Thursday, January 31, 2008

Screenwriting Meditations

[Excerpts from 3 books I’ve been reading.]

First, I’ve been looking for a way to work this quote into an article. No luck, so here it is. This can be found in the introduction to
The Story of Film by Mark Cousins:

“The measure of an artist’s originality, put in its simplest terms, is the extent to which his selective emphasis deviates from the conventional norm and establishes new standards of relevance. All great innovations which inaugurate a new era, movement or school, consist in sudden shifts of a previously neglected aspect of experience, some blacked out range of the existential spectrum. The decisive turning points in the history of every art form… uncover what has already been there; they are ‘revolutionary’, that is destructive and constructive, they compel us to revalue our values and impose new sets of rules on the eternal game.” – Arthur Koestler


This wonderful paragraph derives from David Bordwell’s latest book, Poetics of Cinema, and it’s a great reminder to consider seriously how and when we filter information to the audience:

“Two characters are talking to one another on the telephone. The filmmaker faces a number of choices for rendering this event. First, we can see both characters exchanging dialogue, perhaps via crosscutting, split screen, or some other technique. As a result, following the turn taking of the dialogue, we hear the entire conversation. Alternatively the filmmaker can, throughout the conversation, show us just one of the pair. But that offers a further choice: Shall we hear what the offscreen speaker says, or not? If we hear the speaker but see only the listener, we can observe the reaction to the lines. Instead, the filmmaker might eliminate the sound of the speaker’s dialogue, so that we don’t get access to what’s coming through the earpiece. In this case we see the speaker’s reaction, but we have to imagine what’s being said that provokes it. In sum, each choice narrates the phone call in a different way, doling out different information for different purposes. In a comedy, we might want to see both characters speak their lines and react to each other. In a mystery, it might serve the scene’s purpose to omit one side of the conversation, so we don’t know who the speaker is, or whether the speaker is sincere, or why the listener reacts as she or he does. All of the presentational tactics I’ve mentioned – crosscutting, split screen, eliminating a sound stream, presenting the sound coming into the receiver – are stylistic choices, but they’re inevitably narrational choices as well. They shape what information we get and how we get it.”

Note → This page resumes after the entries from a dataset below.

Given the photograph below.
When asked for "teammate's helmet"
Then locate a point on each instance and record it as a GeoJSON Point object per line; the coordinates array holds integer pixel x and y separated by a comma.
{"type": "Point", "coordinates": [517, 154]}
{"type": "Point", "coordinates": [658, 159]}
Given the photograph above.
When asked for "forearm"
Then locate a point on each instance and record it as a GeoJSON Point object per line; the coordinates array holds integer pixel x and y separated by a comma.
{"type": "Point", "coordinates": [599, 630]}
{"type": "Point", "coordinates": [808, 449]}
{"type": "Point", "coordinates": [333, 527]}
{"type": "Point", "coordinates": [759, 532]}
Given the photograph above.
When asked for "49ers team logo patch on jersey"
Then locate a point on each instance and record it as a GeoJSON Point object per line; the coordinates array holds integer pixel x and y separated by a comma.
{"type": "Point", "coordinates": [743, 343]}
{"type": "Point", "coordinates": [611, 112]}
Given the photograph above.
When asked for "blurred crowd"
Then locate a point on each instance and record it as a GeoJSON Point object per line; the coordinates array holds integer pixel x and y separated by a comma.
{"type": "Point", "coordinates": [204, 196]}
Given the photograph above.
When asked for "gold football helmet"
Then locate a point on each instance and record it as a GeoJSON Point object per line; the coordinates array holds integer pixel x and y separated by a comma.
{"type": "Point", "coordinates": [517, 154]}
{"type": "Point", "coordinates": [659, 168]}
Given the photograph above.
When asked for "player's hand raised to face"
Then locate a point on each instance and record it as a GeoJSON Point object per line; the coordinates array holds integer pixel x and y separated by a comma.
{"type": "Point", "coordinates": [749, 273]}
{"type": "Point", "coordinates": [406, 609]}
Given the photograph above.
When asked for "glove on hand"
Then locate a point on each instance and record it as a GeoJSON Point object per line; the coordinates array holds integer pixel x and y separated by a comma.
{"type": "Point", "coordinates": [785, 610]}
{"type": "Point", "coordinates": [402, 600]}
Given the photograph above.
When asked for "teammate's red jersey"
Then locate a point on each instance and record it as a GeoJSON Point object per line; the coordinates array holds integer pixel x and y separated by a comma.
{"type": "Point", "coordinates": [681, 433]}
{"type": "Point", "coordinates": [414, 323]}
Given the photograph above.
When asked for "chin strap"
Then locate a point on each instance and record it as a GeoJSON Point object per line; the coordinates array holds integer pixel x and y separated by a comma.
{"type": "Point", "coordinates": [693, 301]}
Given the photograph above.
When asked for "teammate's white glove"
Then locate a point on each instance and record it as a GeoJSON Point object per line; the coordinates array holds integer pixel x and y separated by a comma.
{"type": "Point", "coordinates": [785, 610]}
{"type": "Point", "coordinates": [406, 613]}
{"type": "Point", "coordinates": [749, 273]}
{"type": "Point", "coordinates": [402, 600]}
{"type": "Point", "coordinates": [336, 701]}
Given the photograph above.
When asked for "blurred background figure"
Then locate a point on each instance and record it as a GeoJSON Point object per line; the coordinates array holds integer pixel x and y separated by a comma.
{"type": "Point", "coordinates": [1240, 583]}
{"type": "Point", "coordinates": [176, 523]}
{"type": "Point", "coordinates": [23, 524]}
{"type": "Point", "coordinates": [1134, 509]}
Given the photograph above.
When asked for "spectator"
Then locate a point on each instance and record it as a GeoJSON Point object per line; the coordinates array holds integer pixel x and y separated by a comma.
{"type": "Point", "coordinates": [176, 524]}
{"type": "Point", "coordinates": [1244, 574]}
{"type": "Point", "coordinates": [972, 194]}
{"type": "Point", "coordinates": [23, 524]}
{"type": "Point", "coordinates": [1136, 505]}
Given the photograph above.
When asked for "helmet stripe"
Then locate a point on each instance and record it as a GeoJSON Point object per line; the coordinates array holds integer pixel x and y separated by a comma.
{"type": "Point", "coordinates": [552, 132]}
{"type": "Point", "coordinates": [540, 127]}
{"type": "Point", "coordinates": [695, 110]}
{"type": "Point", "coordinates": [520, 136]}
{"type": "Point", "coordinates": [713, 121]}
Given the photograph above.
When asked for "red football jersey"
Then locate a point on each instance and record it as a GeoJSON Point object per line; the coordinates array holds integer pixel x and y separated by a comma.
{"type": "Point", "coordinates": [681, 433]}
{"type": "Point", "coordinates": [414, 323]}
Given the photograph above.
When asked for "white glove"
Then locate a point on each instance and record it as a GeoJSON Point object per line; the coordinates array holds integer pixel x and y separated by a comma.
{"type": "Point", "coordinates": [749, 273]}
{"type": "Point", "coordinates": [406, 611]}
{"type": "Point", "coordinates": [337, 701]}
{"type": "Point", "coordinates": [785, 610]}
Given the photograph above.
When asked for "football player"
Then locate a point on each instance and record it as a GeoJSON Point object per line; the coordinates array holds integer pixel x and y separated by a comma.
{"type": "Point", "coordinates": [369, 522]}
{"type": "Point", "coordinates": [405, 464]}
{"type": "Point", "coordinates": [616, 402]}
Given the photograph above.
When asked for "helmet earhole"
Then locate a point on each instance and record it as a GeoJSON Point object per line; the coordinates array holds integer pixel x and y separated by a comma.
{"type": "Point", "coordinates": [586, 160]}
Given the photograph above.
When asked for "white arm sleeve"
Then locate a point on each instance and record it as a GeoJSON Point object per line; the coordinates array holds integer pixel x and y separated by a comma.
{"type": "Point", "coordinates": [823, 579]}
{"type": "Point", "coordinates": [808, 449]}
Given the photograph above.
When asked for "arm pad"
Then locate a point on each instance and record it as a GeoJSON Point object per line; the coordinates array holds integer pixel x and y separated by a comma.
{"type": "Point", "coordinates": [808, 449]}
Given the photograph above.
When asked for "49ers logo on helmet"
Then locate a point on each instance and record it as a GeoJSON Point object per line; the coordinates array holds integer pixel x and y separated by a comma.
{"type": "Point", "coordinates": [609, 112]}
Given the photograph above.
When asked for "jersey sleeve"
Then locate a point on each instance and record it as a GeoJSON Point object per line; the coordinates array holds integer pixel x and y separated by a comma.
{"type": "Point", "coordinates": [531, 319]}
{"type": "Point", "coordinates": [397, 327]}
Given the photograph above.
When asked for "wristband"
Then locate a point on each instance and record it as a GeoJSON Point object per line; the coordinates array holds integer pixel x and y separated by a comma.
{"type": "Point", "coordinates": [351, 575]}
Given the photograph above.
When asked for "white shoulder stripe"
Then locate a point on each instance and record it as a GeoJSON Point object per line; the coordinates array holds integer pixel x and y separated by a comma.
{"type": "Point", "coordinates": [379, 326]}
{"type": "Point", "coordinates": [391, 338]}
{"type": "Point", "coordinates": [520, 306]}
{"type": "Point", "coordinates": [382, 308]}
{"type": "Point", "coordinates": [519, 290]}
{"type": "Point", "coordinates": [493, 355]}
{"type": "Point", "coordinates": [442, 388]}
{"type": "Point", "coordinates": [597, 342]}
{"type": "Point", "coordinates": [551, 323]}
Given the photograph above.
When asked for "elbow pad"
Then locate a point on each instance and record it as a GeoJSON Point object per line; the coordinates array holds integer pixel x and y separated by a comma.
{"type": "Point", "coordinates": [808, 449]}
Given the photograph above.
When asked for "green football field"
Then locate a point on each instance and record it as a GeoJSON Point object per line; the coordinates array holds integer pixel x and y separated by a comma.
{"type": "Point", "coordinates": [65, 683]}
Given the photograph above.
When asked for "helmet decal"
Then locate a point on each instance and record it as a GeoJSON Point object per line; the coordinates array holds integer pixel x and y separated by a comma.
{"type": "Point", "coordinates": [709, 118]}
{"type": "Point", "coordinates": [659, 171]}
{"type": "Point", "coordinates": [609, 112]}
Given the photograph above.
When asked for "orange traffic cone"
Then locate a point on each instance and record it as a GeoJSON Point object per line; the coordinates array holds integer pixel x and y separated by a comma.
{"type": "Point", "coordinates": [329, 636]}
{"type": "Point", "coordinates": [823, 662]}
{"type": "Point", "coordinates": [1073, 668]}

And finally, this comes from the book Defining Moments in Movies. (1000 defining moments, in fact. Great book.)

Key Scene – The invitation to and release from temptation
Chloe in the Afternoon

“Very early in Chloe in the Afternoon, we know that Frédéric (Verley), a personable if at times quietly anxious married man, can be seduced into buying a shirt by an attractive female sales clerk. Can he also be seduced into something more serious, like an extra-marital affair with the provocative, unattached Chloé (Zouzou)? In that question lies the suspense, which recalls Alfred Hitchcock, of the last of Rohmer’s “Six Moral Tales.” The dénouement of this highly sophisticated, always absorbing drama finds Chloé asking Frédéric to towel off her naked body, which he does in a tasteful, yet highly erotic shot in which we see his face from behind her. Ready to capitulate to his desire, he begins to pull his turtleneck over his head but sees his face in the mirror, in a reminder of a moment with his family – wife (Francoise Verley), daughter, and newborn son – and resists temptation, leaving to run down a winding flight of stairs in a masterly overhead shot, the clattering sound of his footsteps expressing both his panic and release from it, in the only truly great homage to Vertigo (1958). It is the moment that affirms that cinematic suspense has less to do with genres and situations than with how the style and form of a film are approached, and with tension and release – the release here returning Frédéric to his wife and a single-take final scene in which Rohmer’s trademark irony is suffused with a profound melancholy.” - Blake Lucas

4 comments:

Unknown said...

I can second the greatness of Defining Moments in Movies, It's like an encyclopedia of great film techniques!

Mystery Man said...

I love that book. It's cheap, too. Only $17 or something, which you gotta love. Hardcore filmmaking books can be around $50-$100. Crazy!

-MM

Anonymous said...

Not related, but if you're still reading your this you might like to know there is an interesting thread going on at the guardian newspaper about a new golden age of cinema (also an Ellen Page interview for Juno fanboys!).